Gig workers are subject to federal taxes on their net income as well as a 15.3% self-employment tax on net earnings above $400.
This includes driving for Uber or Lyft, delivering food or groceries, or selling goods online.
Like any other self-employed person, gig workers can lower the income tax they owe by claiming relevant expenses.
See Personal Finance Insider’s picks for the best tax software »

The gig economy is integral to millions of Americans’ livelihoods, and the IRS is itching to take its share.

The IRS says the gig economy includes any “activity where people earn income providing on-demand work, services or goods,” such as ride-sharing and delivery services, running errands, and selling products online. That means if you earned money from Uber, Lyft, Postmates, Instacart, Etsy, or a similar company, you may be on the hook for federal income taxes.

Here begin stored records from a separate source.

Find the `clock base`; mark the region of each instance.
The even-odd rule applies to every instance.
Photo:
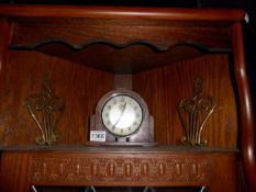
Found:
[[[151,143],[140,143],[140,142],[88,142],[86,146],[93,146],[93,147],[157,147],[158,143],[151,142]]]

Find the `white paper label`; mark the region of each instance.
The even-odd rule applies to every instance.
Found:
[[[104,131],[90,131],[90,140],[91,142],[105,142],[105,132]]]

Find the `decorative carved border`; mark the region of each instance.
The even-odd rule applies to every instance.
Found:
[[[154,44],[153,42],[151,42],[148,39],[135,39],[135,41],[130,41],[130,42],[120,44],[120,43],[114,43],[110,39],[104,39],[104,38],[90,39],[88,42],[85,42],[85,43],[81,43],[78,45],[73,45],[69,42],[67,42],[65,39],[60,39],[60,38],[45,38],[45,39],[42,39],[42,41],[36,42],[34,44],[30,44],[30,45],[11,44],[9,46],[9,48],[21,49],[21,50],[34,50],[34,49],[41,48],[47,44],[59,44],[59,45],[63,45],[71,50],[81,50],[81,49],[87,48],[91,45],[102,44],[102,45],[110,46],[112,48],[118,48],[118,49],[126,48],[126,47],[134,46],[134,45],[144,45],[144,46],[152,48],[153,50],[167,52],[171,48],[186,45],[189,47],[193,47],[202,53],[230,53],[231,52],[231,49],[229,49],[229,48],[212,48],[208,45],[204,45],[204,44],[199,43],[199,42],[193,42],[193,41],[180,41],[180,42],[174,42],[172,44],[170,44],[168,46],[160,46],[160,45]]]
[[[31,181],[37,183],[170,183],[209,181],[203,157],[52,157],[31,158]]]

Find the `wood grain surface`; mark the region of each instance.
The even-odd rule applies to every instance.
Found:
[[[34,144],[40,134],[24,101],[42,92],[43,75],[48,72],[53,91],[66,104],[57,133],[60,144],[84,143],[89,116],[99,99],[114,88],[113,75],[32,52],[11,52],[8,71],[0,77],[1,144]]]
[[[167,61],[168,63],[168,61]],[[237,114],[227,55],[207,55],[134,75],[133,88],[148,103],[159,144],[180,144],[185,135],[178,104],[193,95],[193,83],[202,77],[202,92],[215,99],[216,110],[203,128],[209,146],[236,147]]]

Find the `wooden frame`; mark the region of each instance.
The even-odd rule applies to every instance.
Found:
[[[189,9],[160,9],[160,8],[111,8],[111,7],[52,7],[52,5],[1,5],[0,7],[0,61],[1,61],[1,70],[0,76],[5,77],[3,72],[8,71],[8,63],[9,63],[9,49],[8,46],[10,42],[14,43],[23,43],[26,42],[26,39],[19,39],[13,35],[13,25],[12,21],[15,23],[19,22],[29,22],[31,20],[37,20],[43,21],[44,19],[69,19],[69,18],[78,18],[78,19],[108,19],[113,21],[134,21],[131,22],[132,26],[136,25],[138,22],[143,23],[148,21],[147,24],[151,24],[153,26],[156,25],[156,23],[160,23],[164,26],[172,24],[176,26],[183,27],[186,26],[187,30],[191,30],[192,27],[205,27],[208,30],[208,26],[214,29],[219,26],[223,26],[224,29],[227,29],[226,31],[230,31],[231,36],[231,44],[232,44],[232,52],[233,52],[233,63],[234,63],[234,74],[235,74],[235,83],[238,92],[238,109],[240,109],[240,133],[238,135],[241,137],[241,146],[242,146],[242,154],[243,154],[243,166],[245,170],[245,177],[247,181],[248,189],[253,191],[256,189],[256,166],[255,166],[255,139],[254,139],[254,120],[253,120],[253,108],[252,108],[252,99],[249,93],[249,87],[247,82],[246,77],[246,68],[245,68],[245,60],[244,60],[244,48],[243,48],[243,33],[242,33],[242,21],[244,19],[244,11],[243,10],[189,10]],[[32,22],[33,25],[33,22]],[[29,25],[27,25],[29,26]],[[19,29],[18,29],[19,30]],[[24,29],[23,29],[24,30]],[[27,32],[30,29],[27,27]],[[155,31],[156,32],[156,31]],[[164,31],[159,32],[160,34],[164,34]],[[169,32],[168,32],[169,33]],[[165,35],[168,35],[166,33]],[[149,35],[148,35],[149,36]],[[151,36],[153,37],[153,36]],[[114,38],[114,37],[113,37]],[[33,39],[33,36],[32,38]],[[118,39],[118,38],[116,38]],[[29,39],[27,39],[29,41]],[[159,39],[157,38],[156,42]],[[208,39],[202,39],[205,43],[208,43]],[[30,41],[29,41],[30,42]],[[74,41],[76,42],[76,41]],[[226,46],[222,47],[229,47],[229,41],[225,42]],[[214,43],[209,43],[210,45],[214,45]],[[167,43],[167,45],[163,42],[158,42],[158,45],[160,47],[170,47],[171,43]],[[4,80],[1,78],[1,80]],[[0,83],[0,89],[5,89],[5,83]],[[3,97],[3,95],[2,95]],[[2,104],[3,105],[3,104]],[[1,113],[3,113],[1,111]],[[1,135],[2,136],[2,135]],[[29,147],[25,150],[19,151],[14,146],[10,147],[5,145],[2,147],[2,154],[1,154],[1,176],[0,176],[0,183],[1,187],[4,187],[5,191],[22,191],[27,190],[27,184],[31,184],[31,170],[33,170],[33,167],[31,167],[31,163],[34,163],[35,159],[37,158],[37,155],[40,153],[30,151],[31,148]],[[33,148],[33,147],[32,147]],[[11,150],[16,150],[15,153]],[[49,151],[44,154],[48,158],[53,158],[55,156],[58,156],[58,153],[62,155],[58,156],[60,159],[65,159],[66,156],[69,156],[74,153],[74,150],[64,151],[62,148],[56,149],[55,153]],[[59,151],[60,150],[60,151]],[[92,149],[90,149],[92,150]],[[171,150],[171,149],[170,149]],[[63,153],[64,151],[64,153]],[[77,157],[84,156],[84,151],[81,150],[79,153],[78,149]],[[212,158],[212,150],[208,150],[207,154],[203,154],[203,151],[197,151],[196,154],[185,154],[187,151],[186,148],[181,150],[181,154],[177,153],[178,156],[182,156],[181,158],[187,159],[196,157],[198,154],[202,155],[202,157],[207,157],[207,159]],[[103,154],[100,151],[98,153],[99,157],[102,157]],[[120,154],[120,151],[115,151],[116,154]],[[112,155],[115,156],[115,153]],[[122,158],[131,158],[131,153],[133,151],[123,151]],[[159,154],[163,154],[163,150],[158,150]],[[168,156],[168,158],[172,158],[171,154],[168,151],[165,151]],[[66,155],[65,155],[66,154]],[[87,154],[87,153],[86,153]],[[156,153],[157,154],[157,153]],[[224,153],[225,154],[225,153]],[[211,182],[203,182],[200,184],[209,184],[210,188],[212,187],[212,191],[220,191],[224,190],[225,188],[231,190],[233,188],[233,191],[237,190],[234,182],[237,181],[237,178],[232,177],[233,171],[235,171],[236,168],[235,161],[238,161],[237,156],[240,156],[240,153],[232,151],[232,155],[227,153],[227,155],[221,154],[220,157],[218,157],[219,153],[216,153],[216,156],[214,154],[214,158],[211,159],[209,162],[209,177]],[[111,153],[110,153],[111,155]],[[41,157],[41,155],[38,155]],[[74,155],[73,155],[74,156]],[[146,155],[147,156],[147,155]],[[146,157],[145,156],[145,157]],[[88,157],[93,158],[94,154],[88,153]],[[144,158],[144,155],[140,155],[141,158]],[[230,158],[229,158],[230,157]],[[103,158],[103,157],[102,157]],[[149,157],[149,159],[152,156]],[[221,161],[218,160],[219,158],[223,158],[225,160]],[[40,162],[42,163],[42,162]],[[231,165],[232,163],[232,165]],[[14,166],[13,166],[14,165]],[[215,169],[215,166],[218,165],[218,169]],[[226,178],[223,176],[223,172],[214,172],[211,171],[220,170],[222,171],[221,165],[231,166],[232,171],[226,174]],[[20,167],[20,169],[14,169],[15,167]],[[93,167],[92,167],[93,168]],[[125,168],[129,169],[129,168]],[[215,169],[215,170],[212,170]],[[19,187],[13,187],[13,179],[19,174],[19,170],[26,172],[27,178],[24,180],[18,179],[16,183]],[[24,178],[25,176],[23,176]],[[216,178],[220,177],[220,178]],[[223,179],[224,178],[224,179]],[[231,180],[229,180],[232,178]],[[214,183],[215,181],[221,180],[220,182]],[[43,183],[44,181],[42,181]],[[227,183],[225,183],[227,182]],[[81,182],[79,184],[88,184],[90,182]],[[188,182],[189,183],[189,182]],[[187,184],[188,184],[187,183]],[[97,184],[100,184],[97,182]],[[118,184],[122,184],[118,183]],[[136,183],[134,183],[136,185]],[[137,184],[141,184],[140,182]],[[157,182],[157,185],[162,185],[163,183]],[[165,183],[166,184],[166,183]],[[170,185],[176,185],[178,183],[169,183]],[[190,183],[193,184],[193,183]],[[151,183],[149,183],[151,185]],[[186,185],[186,184],[185,184]],[[229,188],[227,188],[229,185]]]

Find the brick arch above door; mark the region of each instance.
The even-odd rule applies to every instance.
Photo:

That’s because the IRS requires that anyone earning non-W-2 income from a job be classified as an independent contractor, even if they also hold a job as a W-2 employee. These contract workers are subject to the 15.3% self-employment tax and federal income tax on their additional income, which they can pay through estimated quarterly taxes or by increasing their withholding at any W-2 job.

How to pay taxes on gig economy income

As it relates to the 2023 tax season — when you file taxes for income earned in 2022 — businesses that paid you for on-demand work may send forms to the IRS to report those payments depending on how they classify and pay workers. Common forms include 1099-NEC (Nonemployee Compensation) and 1099-K (Payment Card and Third Party Network Transactions).

The IRS says businesses are required to file a 1099-NEC form for workers who they paid more than $600 throughout the year. You should receive copies of these forms by early February.

If you don’t receive these forms, you’ll need to rely on your own payment records to report all net income earned from temporary or part-time sources on your tax return. You’ll have to pay income taxes on your net earnings (your gross income minus any related expenses). Plus, if your net earnings are more than $400, you’ll also be responsible for self-employment tax on that amount.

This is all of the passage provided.